Expression of GFP-reporter constructs.
(A) K08B12.1 was predicted to express in hypodermis; the reporter construct expressed exclusively in hypodermis. Expression was variable, strongest in embryo-L1, though detectable in all stages. (B) F58H1.2 was predicted to express in hypodermis; the reporter construct expressed exclusively in hypodermis. Expression was variable, strongest in embryo-L1 and not detectable in adults. (C) F55H12.4 was predicted to express in the hypodermis. pF55H12.4::GFP expressed in hypodermis, vulva, anus, and to a lesser extent pharynx. Hypodermal expression was highly variable and was strongest in L4 and Adult stages. (D) C29F5.1 was predicted to express in muscle. The reporter construct was observed in body wall, vulval, and anal but not pharyngeal muscle in all stages. (E) F13D12.6 was predicted to express in the intestine and the reporter construct expressed exclusively in intestinal cells at all stages. (F) gnrr-1 was predicted to express in neurons. Strong expression of pgnrr-1::GFP was seen in various head neurons at all stages. Expression was also observed in the anterior pharynx and ventral nerve cord neurons. (A,B) Seam cell exclusion is observed in these lines, which is typical of hypodermally expressed genes; see Gilleard et al. [77] for examples of hypodermal expression.
Figure 4.
Motifs over-represented in the promoters of top predictions.
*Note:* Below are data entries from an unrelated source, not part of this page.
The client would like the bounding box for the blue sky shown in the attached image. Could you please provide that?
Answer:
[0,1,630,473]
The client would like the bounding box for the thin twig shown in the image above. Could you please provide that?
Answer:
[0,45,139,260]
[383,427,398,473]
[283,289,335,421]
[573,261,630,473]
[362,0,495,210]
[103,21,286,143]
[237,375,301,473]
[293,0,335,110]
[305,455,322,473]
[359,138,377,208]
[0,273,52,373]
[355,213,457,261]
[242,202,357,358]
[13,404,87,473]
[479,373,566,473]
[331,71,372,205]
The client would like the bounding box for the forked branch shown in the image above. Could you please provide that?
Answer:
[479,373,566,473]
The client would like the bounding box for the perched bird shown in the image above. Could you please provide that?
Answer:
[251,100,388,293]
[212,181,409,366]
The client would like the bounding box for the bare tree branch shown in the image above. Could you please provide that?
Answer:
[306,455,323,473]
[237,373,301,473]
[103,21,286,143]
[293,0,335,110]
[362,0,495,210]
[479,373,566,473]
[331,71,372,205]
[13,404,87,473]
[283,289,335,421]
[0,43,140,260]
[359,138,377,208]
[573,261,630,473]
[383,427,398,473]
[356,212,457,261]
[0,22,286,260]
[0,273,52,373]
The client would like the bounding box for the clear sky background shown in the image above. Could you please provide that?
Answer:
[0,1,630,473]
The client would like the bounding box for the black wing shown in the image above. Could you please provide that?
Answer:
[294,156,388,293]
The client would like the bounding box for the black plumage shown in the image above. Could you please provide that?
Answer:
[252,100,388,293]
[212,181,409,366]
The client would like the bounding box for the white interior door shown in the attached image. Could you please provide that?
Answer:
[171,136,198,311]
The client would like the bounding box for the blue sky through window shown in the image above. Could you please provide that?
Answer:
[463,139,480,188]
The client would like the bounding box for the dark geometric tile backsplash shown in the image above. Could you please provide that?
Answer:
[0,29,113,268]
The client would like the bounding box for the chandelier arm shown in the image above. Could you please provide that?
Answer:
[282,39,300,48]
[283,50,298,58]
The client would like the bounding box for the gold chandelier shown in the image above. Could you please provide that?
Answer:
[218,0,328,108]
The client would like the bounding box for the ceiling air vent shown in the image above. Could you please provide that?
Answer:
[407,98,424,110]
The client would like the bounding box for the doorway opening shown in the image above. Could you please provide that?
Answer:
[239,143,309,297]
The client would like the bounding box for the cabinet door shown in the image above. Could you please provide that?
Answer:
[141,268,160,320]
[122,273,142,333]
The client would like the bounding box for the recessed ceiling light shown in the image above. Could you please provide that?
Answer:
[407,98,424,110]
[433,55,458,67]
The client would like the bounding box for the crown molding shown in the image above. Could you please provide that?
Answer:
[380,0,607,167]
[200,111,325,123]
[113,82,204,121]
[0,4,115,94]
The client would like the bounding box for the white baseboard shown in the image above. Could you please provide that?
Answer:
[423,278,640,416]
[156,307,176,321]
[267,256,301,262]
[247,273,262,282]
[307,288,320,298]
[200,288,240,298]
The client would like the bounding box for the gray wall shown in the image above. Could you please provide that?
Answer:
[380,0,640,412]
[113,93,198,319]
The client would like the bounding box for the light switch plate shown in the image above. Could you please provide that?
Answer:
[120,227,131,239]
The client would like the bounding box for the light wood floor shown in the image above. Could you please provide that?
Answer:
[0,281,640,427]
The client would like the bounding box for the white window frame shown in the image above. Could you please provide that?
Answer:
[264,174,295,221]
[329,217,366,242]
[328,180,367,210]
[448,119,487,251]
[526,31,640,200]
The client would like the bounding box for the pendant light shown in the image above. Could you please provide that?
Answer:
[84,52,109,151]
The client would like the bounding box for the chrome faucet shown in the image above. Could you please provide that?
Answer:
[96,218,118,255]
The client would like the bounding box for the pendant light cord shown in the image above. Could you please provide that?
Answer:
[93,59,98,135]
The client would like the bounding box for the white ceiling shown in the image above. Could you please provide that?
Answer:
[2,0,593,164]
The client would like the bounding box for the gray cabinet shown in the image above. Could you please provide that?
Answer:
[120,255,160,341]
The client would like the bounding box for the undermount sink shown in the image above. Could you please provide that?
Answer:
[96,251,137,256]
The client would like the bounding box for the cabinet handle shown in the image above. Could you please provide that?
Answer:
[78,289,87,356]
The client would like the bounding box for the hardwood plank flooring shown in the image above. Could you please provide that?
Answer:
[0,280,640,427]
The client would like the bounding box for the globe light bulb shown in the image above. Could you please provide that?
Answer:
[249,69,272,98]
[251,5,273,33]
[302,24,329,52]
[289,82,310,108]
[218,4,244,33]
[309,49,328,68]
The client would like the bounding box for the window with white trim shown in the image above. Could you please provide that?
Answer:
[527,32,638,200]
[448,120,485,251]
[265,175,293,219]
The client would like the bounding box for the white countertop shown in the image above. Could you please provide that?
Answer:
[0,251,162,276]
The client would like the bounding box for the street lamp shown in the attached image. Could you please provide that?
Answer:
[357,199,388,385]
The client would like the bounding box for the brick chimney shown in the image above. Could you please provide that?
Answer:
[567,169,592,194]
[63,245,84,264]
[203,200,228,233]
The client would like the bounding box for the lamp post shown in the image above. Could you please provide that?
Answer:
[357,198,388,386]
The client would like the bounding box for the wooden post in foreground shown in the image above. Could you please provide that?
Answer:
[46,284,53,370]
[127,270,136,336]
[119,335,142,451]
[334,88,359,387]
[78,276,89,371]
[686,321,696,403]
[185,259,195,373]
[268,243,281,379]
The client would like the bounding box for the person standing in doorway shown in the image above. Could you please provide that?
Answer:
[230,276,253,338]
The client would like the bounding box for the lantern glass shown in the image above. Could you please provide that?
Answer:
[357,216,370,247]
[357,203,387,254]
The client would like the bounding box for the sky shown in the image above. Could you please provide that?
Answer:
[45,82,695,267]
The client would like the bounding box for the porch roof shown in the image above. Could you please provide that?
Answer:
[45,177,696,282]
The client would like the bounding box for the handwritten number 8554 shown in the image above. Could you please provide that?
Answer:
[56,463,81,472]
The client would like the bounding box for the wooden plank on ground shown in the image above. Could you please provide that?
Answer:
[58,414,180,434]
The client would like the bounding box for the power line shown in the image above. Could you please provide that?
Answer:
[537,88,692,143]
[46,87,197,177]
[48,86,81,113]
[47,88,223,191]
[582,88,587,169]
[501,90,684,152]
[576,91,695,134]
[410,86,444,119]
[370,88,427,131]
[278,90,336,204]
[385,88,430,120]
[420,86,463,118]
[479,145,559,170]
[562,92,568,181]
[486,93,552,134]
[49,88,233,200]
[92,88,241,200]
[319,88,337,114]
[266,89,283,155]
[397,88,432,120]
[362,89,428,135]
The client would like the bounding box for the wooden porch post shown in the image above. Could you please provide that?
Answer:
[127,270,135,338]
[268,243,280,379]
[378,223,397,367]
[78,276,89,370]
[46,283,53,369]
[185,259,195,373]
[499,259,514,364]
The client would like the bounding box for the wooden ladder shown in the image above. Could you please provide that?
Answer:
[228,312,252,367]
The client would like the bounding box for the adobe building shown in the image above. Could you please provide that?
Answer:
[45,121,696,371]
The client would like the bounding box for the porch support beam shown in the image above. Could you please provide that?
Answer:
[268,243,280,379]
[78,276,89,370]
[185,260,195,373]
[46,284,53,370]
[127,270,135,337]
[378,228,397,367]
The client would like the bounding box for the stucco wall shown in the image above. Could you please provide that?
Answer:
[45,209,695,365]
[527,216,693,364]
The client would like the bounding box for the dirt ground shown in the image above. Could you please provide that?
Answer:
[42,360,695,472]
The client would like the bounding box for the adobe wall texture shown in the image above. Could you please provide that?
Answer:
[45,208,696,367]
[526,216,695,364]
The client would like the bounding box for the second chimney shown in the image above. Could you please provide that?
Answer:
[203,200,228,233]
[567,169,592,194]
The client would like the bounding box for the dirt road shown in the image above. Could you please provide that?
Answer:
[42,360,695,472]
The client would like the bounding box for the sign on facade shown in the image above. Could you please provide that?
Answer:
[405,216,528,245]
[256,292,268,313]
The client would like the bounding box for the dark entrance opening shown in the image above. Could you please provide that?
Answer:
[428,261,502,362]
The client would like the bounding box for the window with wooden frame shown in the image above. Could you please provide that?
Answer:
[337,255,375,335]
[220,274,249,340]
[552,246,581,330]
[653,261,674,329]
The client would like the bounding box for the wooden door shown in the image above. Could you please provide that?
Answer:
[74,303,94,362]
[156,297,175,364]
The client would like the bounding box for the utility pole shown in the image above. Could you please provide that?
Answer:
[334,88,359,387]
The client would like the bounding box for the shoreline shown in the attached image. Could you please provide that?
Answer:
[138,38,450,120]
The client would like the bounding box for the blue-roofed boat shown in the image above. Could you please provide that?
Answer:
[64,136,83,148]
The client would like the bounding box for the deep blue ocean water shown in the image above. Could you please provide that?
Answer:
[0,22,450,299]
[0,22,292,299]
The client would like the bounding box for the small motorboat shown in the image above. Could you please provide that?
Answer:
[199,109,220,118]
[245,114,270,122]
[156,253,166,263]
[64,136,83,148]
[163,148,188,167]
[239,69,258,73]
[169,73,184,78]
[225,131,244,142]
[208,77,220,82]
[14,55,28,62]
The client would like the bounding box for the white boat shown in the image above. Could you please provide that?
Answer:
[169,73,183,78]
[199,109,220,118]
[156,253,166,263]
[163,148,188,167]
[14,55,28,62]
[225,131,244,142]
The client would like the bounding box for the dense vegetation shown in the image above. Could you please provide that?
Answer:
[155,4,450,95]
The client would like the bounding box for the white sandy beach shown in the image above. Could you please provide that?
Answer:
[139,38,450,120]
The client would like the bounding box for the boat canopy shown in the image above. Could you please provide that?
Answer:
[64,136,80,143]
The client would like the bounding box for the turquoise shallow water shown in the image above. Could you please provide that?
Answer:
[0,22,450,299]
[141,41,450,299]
(*) indicates motifs that have not been previously reported to be enriched in promoters of tissue-specific genes in C. elegans.
Figure 5.
Tissue bias in microRNA target predictions.
Our tissue-specific expression predictions allow us to systematically evaluate which C. elegans microRNA genes have a tissue bias in their predicted targets and thus are candidates for regulating tissue specific processes. For each microRNA gene we evaluate list of potential targets (as generated by three target prediction algorithms) against our tissue expression prediction scores using a rank test. (Average AUC is plotted, (*) indicates the interaction was significant (p<0.01) based on two out of three target sets, (**) was significant in all three. For each microRNA-tissue pair, enrichment (red) signifies that the targets of that microRNA are predicted to express in that tissue with scores that are significantly higher than would be expected if no bias is present. Avoidance (green) signifies that the microRNA targets have expression prediction scores that are significantly lower than expected. Since microRNAs down-regulate the levels of their targets, avoidance in one tissue coupled with preference in several others may imply involvement in differentiation, whereby the microRNA downregulates alternative tissue expression profiles.
Figure 6.
Tissue-specific weighted correlation networks allow elucidation of tissue-specific gene function.
Top 20 predicted interactions partners and strongest inter-partner interactions are shown. Genes are colored according to known tissue-specific function: yellow indicates neuronal function, and red indicates involvement in a germ-line/oocyte process. (A) Neuron-specific network around exc-7. An extended SVM algorithm was used to predict tissue-specific functional interactions. Although exc-7 is best characterized as playing a role in the formation of the excretory cell, it has also been shown to regulate cholinergic synaptic transmission. Many of its functional interaction partners are consistent with this neuron-specific function. (B)Tissue-specific networks for let-60. let-60 is the homolog of mammalian Ras protein that is involved, among other processes, in chemosensation and progression through meiosis during oogenesis. The functional interaction partners identified for let-60 are completely different in the neuron and germ line networks, reflecting that this gene plays a different functional role in the context of different tissues.